The story was that one of the four medications, Vraylar, wasn’t in the hospital pharmacy, but they could have called the group home and the group home would have brought the medication over in blister packs along with the pharmacy prescription list. They could have done anything other than nothing.
Then Dr. Monga, the unit psychiatrist, got on the call with Stephanie Kyle, which by that point was on speaker phone, and Dr. Monga told me Noah is “doing fine” while taking nothing but levothyroxine for hypothyroidism and not needing PRN Zyprexa. The most either of them would say was “I hear your frustration” about doing absolutely nothing to ensure an adult they knew was SMI, in a BHRF, with a guardian got his psychotropic medication.
Had Dr. Monga had a peer-to-peer with Dr. Tripp before either passively or deliberately stopping Noah’s medication for 3 days, he would have learned that
• Dr. Tripp has already seen what Noah looks like off medication, from his disastrous stay at Banner Scottsdale in 2018
• Dr.
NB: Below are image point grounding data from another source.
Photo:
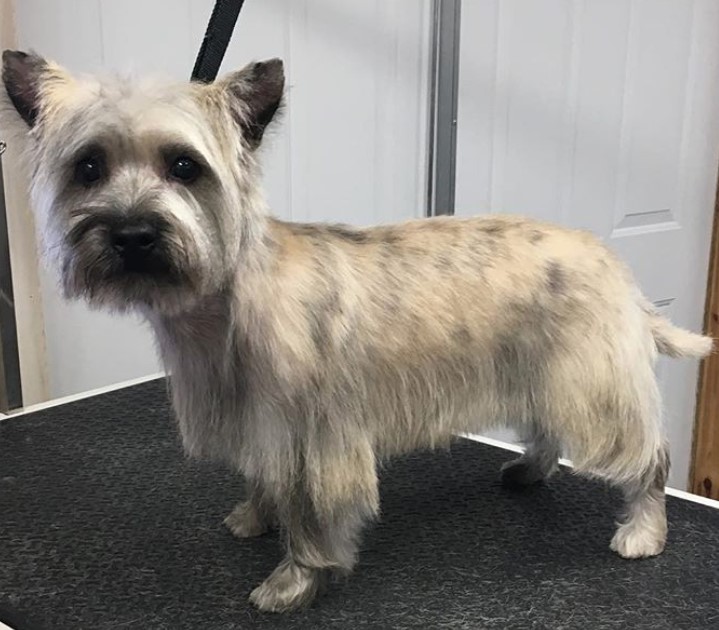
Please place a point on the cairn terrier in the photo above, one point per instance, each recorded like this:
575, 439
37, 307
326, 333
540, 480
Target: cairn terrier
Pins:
301, 355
Tripp has been treating Noah for 6 years and does more than spend a perfunctory 15 minutes with him
• the treatment team, including the BHRF (which has had the ability to assess Noah over the long term), Mercy Care, and the evaluator who found Noah eligible for SMI services wholeheartedly believe that he is seriously mentally ill and in need of psychotropic medication and long-term institutional care
I have a printout of all of Noah’s hospital stays from late 2018 onward (there are 22 of them), with a sentence about the reason for each hospital stay, and I emailed it to Stephanie Kyle. I demanded that Dr. Monga have a peer-to-peer with Dr. Tripp, and I cc’d Dr. Tripp’s office.
That peer-to-peer took place and Dr. Tripp rightly told Dr. Monga to leave the medication as it was and that happened.
At least Noah has the insight to know he needs medication and his insight isn’t so fragile that having a unit psychiatrist he’s never met telling him he’s fine without it didn’t convince Noah otherwise.
I have attached a copy of the latest guardianship renewal order giving me mental health powers (case number PB2019-001551).
I have made a prior Mercy Care complaint, but it was on the phone, and the complaint that was transmitted from the call-taker was not the complaint that I actually made. For this reason, I made this complaint in writing and I would like to hear from someone at Mercy Care in writing.

Karin Cather

I still haven’t mastered using this forum, although I have my own website using WordPress, so sorry for the lack of paragraph breaks.

Noah hasn’t ever really been consistently stable, which is frustrating, and he’s been on almost every psych med there is with the exception of Clozaril, which he would never agree to take and would have to cooperate with the lab draws, which he wouldn’t.

I just think it’s hard to treat a person with autism and mental illness.